To quell her fears, she consulted a new source of information about hospital safety on the website of the New Jersey Department of Health and Senior Services. Under a 2009 law, the department must reveal how many serious, preventable medical errors occur at 73 acute care hospitals in the state.
   
These errors are called patient safety indicators, or "never events," because they should never happen.
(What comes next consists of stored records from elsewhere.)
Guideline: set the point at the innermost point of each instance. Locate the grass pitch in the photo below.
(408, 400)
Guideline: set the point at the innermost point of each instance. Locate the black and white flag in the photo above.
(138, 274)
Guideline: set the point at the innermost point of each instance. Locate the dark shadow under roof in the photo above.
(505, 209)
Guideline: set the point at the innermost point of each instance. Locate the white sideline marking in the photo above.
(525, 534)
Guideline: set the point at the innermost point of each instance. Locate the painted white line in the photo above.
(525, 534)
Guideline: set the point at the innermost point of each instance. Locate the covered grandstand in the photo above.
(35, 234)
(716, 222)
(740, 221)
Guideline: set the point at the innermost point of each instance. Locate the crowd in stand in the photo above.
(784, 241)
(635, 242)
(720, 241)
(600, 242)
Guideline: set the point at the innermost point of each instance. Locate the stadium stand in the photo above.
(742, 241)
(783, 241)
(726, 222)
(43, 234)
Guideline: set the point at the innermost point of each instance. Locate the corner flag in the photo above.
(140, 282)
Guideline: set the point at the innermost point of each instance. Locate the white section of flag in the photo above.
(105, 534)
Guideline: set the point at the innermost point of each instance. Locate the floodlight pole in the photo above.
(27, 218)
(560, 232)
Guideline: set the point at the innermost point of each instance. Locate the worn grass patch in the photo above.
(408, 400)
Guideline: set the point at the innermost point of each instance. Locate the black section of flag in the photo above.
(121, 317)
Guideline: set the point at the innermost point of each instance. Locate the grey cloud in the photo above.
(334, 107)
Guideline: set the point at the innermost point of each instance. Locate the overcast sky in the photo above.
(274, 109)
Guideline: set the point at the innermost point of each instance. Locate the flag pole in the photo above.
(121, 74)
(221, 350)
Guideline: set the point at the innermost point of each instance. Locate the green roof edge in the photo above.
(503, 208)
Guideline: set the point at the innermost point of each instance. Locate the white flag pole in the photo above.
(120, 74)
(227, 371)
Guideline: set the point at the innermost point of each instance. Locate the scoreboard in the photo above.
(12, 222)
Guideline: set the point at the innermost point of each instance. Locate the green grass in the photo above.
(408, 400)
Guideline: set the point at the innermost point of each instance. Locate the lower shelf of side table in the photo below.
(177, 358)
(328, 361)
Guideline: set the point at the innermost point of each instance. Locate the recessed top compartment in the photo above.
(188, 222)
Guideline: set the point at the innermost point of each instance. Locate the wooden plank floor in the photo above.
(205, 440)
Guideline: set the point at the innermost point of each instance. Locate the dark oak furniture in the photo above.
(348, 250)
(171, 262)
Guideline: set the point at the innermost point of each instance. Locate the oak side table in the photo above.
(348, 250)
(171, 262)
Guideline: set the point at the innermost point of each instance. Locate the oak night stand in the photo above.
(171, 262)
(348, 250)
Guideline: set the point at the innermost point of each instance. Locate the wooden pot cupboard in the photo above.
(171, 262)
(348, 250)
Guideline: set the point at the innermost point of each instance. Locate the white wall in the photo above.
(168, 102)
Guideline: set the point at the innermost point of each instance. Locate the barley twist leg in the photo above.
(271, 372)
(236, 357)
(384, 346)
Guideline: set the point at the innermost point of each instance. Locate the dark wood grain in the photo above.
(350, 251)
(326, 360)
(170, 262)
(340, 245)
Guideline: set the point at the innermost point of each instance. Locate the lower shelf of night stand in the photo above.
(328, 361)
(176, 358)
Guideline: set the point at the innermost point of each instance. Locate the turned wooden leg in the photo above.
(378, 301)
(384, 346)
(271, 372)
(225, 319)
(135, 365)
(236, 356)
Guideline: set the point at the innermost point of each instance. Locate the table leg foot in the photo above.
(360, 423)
They include leaving a foreign item in a patient; birth trauma; and postoperative hemorrhage, infection, hip fracture and lung injury.

Now consumers can find data on each never event and how often these errors occur at each hospital.
    
Angelo looked up a table on the website with details about errors at her local hospital in 2007, the most recent data available.

"Their error rate was not high in the areas I need to be concerned about, like infection," said Angelo, a retired human resources administrator. "I have to trust that things will work out."

The website also allows consumers to search by hospital, county or medical condition. "It didn't change my mind, but it did make me feel more comfortable about my choice," said Christel Packwood, a Rockaway resident who plans knee replacement surgery this summer.

People can also request information by calling 1-800-418-1397.

In general, New Jersey hospitals had better safety records than hospitals nationally. But they had higher error rates in two areas: postoperative infection and wound rupture. Individual hospitals vary widely. Cases of postoperative infection, for example, ranged from zero per 1,000 patients at one hospital to 50.9 per 1,000 at another.

Health department officials said their goal is to monitor hospital performance and eliminate errors.

"The spotlight is on them now. We expect improvement,"said Cynthia Kirchner, senior policy adviser in the Office of Health Care Quality Assessment.

She urges consumers to study the numbers and ask their doctors what they mean.

The New Jersey Hospital Association supports publication of the data. "We have long supported data reporting as a way for hospitals to assess their performance and use that information to continuously improve," said spokeswoman Kerry McKean Kelly.

People may be surprised to learn which hospitals have higher-than-average error rates, said Patricia Kelmar, associate director of advocacy for AARP New Jersey, which fought for public disclosure of the hospital errors.

"Just because a hospital has a big banner saying it's top-rated doesn't mean you shouldn't look at, say, its rate for pulmonary embolism," she said. "A lot of consumer satisfaction with hospitals has to do with things like food, or how often nurses showed up. Yes, that's part of the experience, but when it comes to life and death and surgery and you can choose where to go, it's worth taking a look at this."
    
 Mary Jo Patterson is a freelance reporter based in New Jersey.